9.4 KiB
Oracle External Tables - Column Order Mapping Issue
Document Information
- Date: 2026-01-08
- Issue: CSV External Tables map columns by position, not by name
- Impact: HIGH - NULL values in A_WORKFLOW_HISTORY_KEY column for CSV exports
- Status: IDENTIFIED - Solution required
Problem Summary
Oracle External Tables using CSV format map columns by position (ignoring header names), while Parquet format uses schema-based mapping (by column name).
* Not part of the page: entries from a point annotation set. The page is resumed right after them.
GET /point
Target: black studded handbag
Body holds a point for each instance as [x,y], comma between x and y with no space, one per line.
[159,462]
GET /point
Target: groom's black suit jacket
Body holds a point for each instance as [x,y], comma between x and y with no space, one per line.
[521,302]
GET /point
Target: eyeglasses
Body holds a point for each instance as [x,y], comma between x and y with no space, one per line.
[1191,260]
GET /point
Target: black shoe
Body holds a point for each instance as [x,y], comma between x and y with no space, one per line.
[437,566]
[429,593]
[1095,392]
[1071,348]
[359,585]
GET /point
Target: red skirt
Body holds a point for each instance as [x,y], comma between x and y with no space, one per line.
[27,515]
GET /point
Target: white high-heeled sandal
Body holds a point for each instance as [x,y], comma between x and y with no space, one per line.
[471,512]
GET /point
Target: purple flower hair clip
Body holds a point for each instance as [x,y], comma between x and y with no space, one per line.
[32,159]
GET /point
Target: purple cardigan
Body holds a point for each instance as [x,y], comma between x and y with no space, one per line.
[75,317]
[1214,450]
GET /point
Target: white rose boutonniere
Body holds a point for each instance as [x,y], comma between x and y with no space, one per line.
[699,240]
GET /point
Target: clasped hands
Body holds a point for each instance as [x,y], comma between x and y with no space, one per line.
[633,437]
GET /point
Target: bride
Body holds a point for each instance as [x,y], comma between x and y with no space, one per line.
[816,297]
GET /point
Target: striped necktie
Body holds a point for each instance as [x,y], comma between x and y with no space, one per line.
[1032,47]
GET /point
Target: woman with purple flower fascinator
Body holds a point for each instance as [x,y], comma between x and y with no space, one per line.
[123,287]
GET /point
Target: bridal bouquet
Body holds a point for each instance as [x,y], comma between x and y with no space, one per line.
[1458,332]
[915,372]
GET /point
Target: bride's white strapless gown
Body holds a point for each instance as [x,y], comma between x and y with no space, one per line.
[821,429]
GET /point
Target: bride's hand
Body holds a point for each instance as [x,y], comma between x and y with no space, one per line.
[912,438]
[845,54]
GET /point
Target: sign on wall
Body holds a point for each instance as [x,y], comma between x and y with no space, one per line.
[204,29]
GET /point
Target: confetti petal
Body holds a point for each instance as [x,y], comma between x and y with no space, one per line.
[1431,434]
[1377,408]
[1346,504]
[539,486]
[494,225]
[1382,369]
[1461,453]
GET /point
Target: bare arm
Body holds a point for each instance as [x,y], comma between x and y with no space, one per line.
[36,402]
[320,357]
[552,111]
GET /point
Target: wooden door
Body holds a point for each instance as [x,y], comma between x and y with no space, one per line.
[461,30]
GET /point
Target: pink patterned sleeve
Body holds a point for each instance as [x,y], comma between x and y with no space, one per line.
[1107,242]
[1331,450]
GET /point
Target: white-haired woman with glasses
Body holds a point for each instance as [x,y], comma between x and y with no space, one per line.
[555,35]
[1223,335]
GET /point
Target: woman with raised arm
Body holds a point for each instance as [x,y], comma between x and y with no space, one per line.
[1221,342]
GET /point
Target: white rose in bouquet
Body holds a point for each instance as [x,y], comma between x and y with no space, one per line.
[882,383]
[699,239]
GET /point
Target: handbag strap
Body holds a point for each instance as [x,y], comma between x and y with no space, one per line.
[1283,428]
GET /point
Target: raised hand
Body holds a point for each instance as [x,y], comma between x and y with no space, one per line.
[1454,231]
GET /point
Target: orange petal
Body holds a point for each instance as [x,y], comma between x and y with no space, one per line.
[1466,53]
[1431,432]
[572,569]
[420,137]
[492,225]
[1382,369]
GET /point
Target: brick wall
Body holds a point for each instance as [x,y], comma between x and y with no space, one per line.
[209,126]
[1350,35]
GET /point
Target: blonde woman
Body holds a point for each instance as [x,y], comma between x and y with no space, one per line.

This causes critical data loss when exporting to CSV files that are read by external tables with different column ordering than the source table.
Affected Operations
- ✅ Parquet exports to ARCHIVE - Working correctly (uses column names)
- ❌ CSV exports to ODS/DATA - Returns NULL for A_WORKFLOW_HISTORY_KEY (positional mismatch)
Root Cause Analysis
Source Table Structure (OU_CSDB.LEGACY_DEBT_DAILY)
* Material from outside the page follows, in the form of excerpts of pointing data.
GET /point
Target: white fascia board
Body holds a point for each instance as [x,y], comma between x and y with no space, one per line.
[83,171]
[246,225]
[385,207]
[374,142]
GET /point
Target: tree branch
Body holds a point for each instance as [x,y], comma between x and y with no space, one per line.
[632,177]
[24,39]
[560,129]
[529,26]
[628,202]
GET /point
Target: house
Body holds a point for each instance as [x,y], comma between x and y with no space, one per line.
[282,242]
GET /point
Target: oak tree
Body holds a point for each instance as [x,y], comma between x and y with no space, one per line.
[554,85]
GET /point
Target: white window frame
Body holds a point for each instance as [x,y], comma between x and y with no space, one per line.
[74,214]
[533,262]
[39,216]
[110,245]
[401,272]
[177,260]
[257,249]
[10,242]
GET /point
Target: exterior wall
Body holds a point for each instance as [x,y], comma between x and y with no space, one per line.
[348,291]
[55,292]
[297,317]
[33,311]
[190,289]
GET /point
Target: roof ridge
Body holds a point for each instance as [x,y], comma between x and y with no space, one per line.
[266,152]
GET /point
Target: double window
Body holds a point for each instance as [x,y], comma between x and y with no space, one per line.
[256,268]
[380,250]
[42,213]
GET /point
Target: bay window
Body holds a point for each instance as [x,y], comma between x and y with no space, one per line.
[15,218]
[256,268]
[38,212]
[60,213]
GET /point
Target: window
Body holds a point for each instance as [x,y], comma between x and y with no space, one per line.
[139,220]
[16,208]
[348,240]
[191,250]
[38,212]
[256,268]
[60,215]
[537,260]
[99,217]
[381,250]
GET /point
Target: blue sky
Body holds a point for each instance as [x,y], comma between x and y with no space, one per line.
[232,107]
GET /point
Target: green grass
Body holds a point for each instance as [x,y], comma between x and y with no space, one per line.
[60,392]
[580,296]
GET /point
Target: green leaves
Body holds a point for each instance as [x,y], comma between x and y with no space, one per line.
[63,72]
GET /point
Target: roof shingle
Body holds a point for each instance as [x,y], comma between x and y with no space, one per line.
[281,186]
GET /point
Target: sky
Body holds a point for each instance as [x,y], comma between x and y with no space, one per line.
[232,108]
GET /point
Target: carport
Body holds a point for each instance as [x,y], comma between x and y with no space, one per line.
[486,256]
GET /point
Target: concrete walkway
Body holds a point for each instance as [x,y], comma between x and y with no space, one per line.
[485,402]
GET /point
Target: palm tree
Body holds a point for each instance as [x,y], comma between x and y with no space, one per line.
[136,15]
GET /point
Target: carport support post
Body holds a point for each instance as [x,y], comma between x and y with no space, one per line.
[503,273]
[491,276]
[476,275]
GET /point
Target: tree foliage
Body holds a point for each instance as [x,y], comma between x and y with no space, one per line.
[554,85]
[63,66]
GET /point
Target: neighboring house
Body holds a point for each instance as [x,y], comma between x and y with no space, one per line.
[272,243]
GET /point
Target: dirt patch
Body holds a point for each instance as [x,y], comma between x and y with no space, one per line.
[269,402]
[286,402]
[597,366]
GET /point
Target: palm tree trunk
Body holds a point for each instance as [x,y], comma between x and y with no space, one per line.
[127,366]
Column Position | Column Name | Data Type
----------------|----------------------|----------
1 | A_KEY | NUMBER
2 | NEWUPDATED | DATE
3 | IDLOADDATE_DIM | DATE
... | ... | ...
72 | A_ETL_LOAD_SET_FK | NUMBER ← Key column
... | ... | ...
129 | PLACEHOLDER50 | VARCHAR2
External Table Structure (ODS.CSDB_DEBT_DAILY_ODS)
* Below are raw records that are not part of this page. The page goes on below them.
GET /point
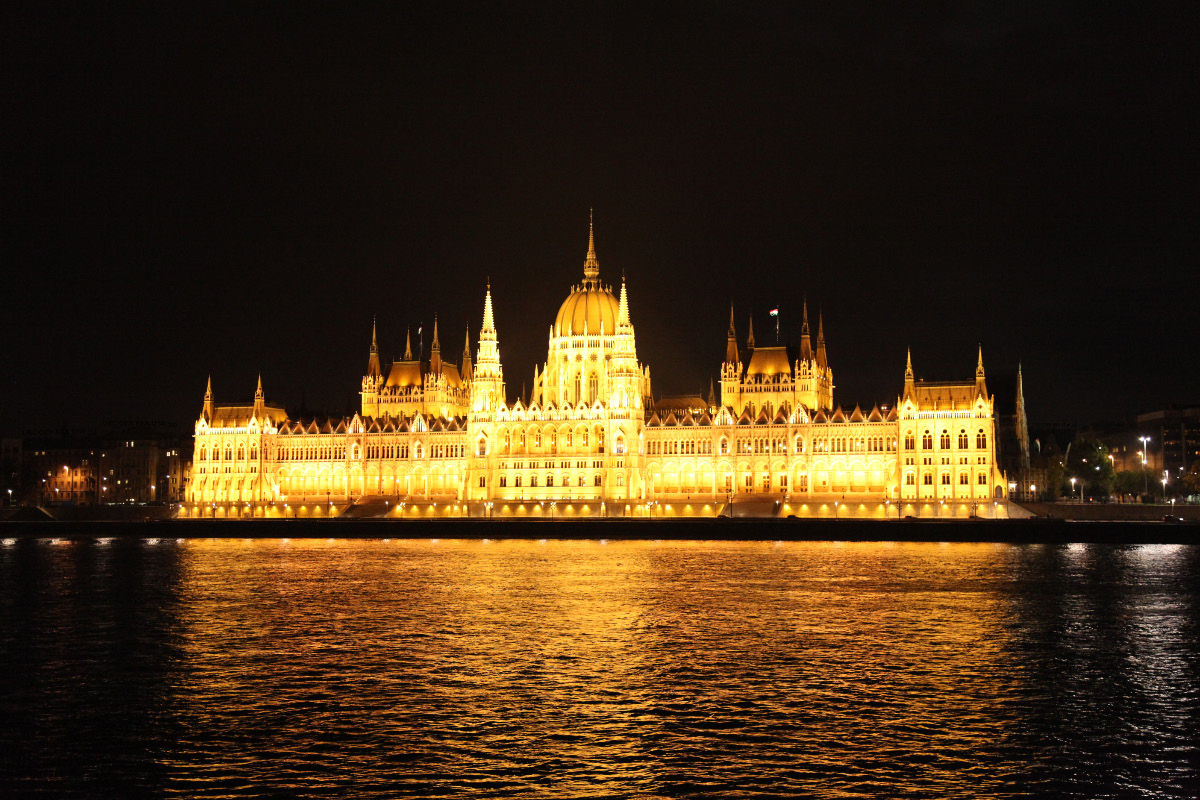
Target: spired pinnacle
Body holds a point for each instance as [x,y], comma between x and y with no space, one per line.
[591,265]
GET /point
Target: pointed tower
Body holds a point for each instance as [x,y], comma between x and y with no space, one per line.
[622,385]
[207,410]
[981,382]
[805,338]
[822,358]
[591,264]
[487,382]
[436,350]
[465,367]
[731,342]
[373,360]
[909,380]
[259,403]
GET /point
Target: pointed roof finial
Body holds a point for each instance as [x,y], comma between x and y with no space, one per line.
[591,265]
[622,307]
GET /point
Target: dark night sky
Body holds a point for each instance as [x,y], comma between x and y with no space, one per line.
[240,188]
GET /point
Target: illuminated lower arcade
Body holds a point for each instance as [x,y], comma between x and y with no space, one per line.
[435,438]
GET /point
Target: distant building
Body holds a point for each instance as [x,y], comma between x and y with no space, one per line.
[145,467]
[589,439]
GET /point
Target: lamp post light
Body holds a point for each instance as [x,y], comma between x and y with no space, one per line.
[1145,463]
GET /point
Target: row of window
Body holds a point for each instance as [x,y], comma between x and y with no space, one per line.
[927,479]
[228,452]
[564,481]
[943,440]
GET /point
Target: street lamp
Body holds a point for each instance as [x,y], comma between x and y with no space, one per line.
[1145,463]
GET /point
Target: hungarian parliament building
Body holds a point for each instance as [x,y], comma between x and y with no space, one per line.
[435,438]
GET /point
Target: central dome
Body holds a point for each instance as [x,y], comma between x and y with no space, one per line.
[588,308]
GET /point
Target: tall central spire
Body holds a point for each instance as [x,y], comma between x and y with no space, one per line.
[591,265]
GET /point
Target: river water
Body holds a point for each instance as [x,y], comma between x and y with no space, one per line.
[229,668]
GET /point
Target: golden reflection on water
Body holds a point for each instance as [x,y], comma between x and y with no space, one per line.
[580,668]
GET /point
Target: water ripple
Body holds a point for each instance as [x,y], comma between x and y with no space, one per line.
[448,668]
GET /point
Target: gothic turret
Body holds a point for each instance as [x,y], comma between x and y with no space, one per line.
[731,342]
[373,359]
[822,359]
[981,382]
[207,411]
[436,350]
[465,367]
[487,385]
[805,340]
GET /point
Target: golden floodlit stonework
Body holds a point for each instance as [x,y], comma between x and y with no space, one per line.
[435,438]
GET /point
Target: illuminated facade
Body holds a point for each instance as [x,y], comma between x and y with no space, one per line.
[433,437]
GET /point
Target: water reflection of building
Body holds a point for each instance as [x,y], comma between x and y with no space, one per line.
[591,439]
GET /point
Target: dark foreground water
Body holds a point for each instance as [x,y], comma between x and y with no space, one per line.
[211,668]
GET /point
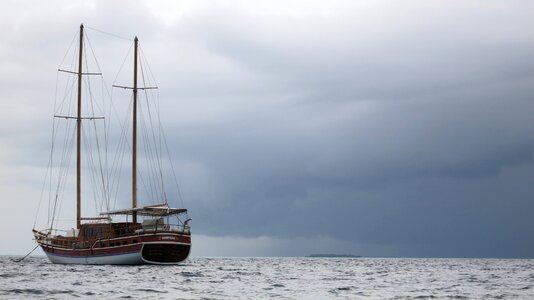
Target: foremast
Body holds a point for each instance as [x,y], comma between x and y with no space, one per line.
[79,136]
[134,136]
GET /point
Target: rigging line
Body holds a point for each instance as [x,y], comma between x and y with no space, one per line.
[64,168]
[172,168]
[162,133]
[156,148]
[120,153]
[110,34]
[91,104]
[19,260]
[123,62]
[89,159]
[68,49]
[149,160]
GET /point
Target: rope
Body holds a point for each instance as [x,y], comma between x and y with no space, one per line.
[19,260]
[110,34]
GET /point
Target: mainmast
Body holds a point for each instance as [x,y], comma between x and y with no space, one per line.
[134,137]
[79,135]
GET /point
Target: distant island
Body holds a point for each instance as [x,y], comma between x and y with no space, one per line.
[334,255]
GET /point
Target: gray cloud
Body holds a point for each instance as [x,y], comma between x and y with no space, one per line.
[396,129]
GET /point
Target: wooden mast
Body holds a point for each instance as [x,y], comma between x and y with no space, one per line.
[79,135]
[134,137]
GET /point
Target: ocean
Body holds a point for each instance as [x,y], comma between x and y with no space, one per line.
[273,278]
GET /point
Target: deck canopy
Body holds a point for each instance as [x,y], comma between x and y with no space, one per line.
[151,210]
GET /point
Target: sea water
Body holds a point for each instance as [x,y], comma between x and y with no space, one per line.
[273,278]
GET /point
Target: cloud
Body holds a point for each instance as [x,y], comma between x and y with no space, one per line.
[390,128]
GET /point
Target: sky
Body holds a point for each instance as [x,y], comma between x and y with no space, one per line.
[375,128]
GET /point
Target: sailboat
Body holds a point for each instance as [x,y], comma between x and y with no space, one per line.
[151,234]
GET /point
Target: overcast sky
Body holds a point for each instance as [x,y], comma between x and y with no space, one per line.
[379,128]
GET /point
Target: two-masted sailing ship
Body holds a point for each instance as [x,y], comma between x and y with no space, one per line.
[151,234]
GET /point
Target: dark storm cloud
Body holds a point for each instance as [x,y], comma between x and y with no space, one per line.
[432,118]
[384,128]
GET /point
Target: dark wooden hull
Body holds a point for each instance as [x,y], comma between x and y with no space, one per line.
[146,248]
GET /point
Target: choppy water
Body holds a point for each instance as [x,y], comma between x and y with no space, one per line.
[284,278]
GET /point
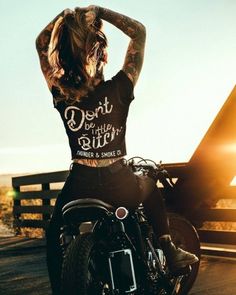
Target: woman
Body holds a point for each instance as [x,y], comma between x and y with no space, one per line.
[72,52]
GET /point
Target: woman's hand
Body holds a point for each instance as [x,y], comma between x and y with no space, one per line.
[91,13]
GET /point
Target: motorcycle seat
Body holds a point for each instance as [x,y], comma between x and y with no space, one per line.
[87,209]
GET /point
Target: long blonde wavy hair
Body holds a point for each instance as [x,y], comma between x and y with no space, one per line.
[76,54]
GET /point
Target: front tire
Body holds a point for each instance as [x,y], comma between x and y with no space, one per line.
[84,270]
[185,236]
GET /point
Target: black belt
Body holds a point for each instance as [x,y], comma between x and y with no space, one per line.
[113,168]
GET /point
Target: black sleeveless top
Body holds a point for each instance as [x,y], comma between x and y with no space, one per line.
[96,124]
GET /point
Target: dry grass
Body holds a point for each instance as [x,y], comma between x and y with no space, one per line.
[6,216]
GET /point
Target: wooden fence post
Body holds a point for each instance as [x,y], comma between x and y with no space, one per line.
[16,216]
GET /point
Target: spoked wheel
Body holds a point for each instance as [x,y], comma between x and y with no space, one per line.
[84,270]
[185,236]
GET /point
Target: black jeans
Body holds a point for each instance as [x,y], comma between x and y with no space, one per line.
[116,185]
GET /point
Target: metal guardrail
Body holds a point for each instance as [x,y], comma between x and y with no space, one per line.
[46,194]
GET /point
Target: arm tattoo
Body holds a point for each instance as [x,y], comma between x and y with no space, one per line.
[136,31]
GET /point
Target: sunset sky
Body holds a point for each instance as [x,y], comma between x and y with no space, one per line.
[189,71]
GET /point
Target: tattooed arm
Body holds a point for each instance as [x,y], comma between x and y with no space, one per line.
[42,43]
[134,29]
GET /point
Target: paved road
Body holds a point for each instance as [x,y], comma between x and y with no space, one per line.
[23,271]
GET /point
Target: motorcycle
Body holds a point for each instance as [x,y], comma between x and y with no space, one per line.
[120,254]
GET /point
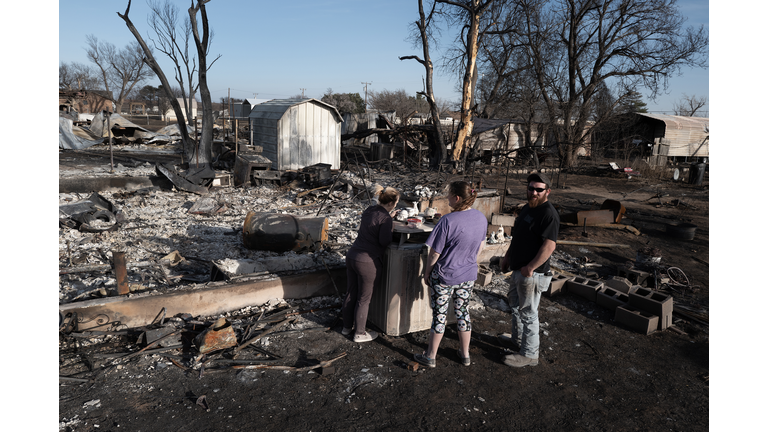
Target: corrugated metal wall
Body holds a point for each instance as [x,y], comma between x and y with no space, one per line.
[297,134]
[682,136]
Column Position | Column Name | Data Type
----------------|----------------------------|----------
1 | A_KEY | NUMBER
2 | A_WORKFLOW_HISTORY_KEY | NUMBER ← Expected here!
3 | NEWUPDATED | DATE
4 | IDLOADDATE_DIM | DATE
... | ... | ...
129 | PLACEHOLDER50 | VARCHAR2
Export Query Generated
SELECT
T.A_KEY, -- Position 1
T.NEWUPDATED, -- Position 2
T.IDLOADDATE_DIM, -- Position 3
...,
T.A_ETL_LOAD_SET_FK AS A_WORKFLOW_HISTORY_KEY, -- Position 72
...
FROM OU_CSDB.LEGACY_DEBT_DAILY T
CSV File Structure
A_KEY,NEWUPDATED,IDLOADDATE_DIM,...,A_WORKFLOW_HISTORY_KEY,...
1,2026-01-08,2025-12-01,...,999,...
What External Table Reads
Position 1 → A_KEY (NUMBER) ✅ Reads: 1 (correct)
Position 2 → A_WORKFLOW_HISTORY_KEY ❌ Reads: 2026-01-08 (NEWUPDATED as DATE)
Converts DATE → NUMBER → NULL
Position 3 → NEWUPDATED (DATE) ❌ Reads: 2025-12-01 (IDLOADDATE_DIM)
...
Experimental Verification
Test 1: CSV with Mismatched Column Order
CSV File Content:
A_KEY,NEWUPDATED,A_WORKFLOW_HISTORY_KEY
1,2026-01-08,999
External Table Definition (Wrong Order):
CREATE EXTERNAL TABLE TEST_COLUMN_ORDER_WRONG (
A_KEY NUMBER,
A_WORKFLOW_HISTORY_KEY NUMBER, -- Position 2
NEWUPDATED DATE -- Position 3
)
Result:
❌ ORA-30653: reject limit reached
Reason: Oracle tried to convert NEWUPDATED (DATE) to A_WORKFLOW_HISTORY_KEY (NUMBER) → Conversion failed
Test 2: CSV with Matching Column Order
CSV File Content:
A_KEY,NEWUPDATED,A_WORKFLOW_HISTORY_KEY
1,2026-01-08,999
External Table Definition (Correct Order):
CREATE EXTERNAL TABLE TEST_COLUMN_ORDER_MATCHING (
A_KEY NUMBER,
NEWUPDATED DATE, -- Position 2
A_WORKFLOW_HISTORY_KEY NUMBER -- Position 3
)
Result:
✅ SUCCESS
A_KEY=1, NEWUPDATED=2026-01-08, A_WORKFLOW_HISTORY_KEY=999
Test 3: Parquet with Mismatched Column Order
Parquet File Columns:
A_KEY (NUMBER), NEWUPDATED (DATE), A_WORKFLOW_HISTORY_KEY (NUMBER)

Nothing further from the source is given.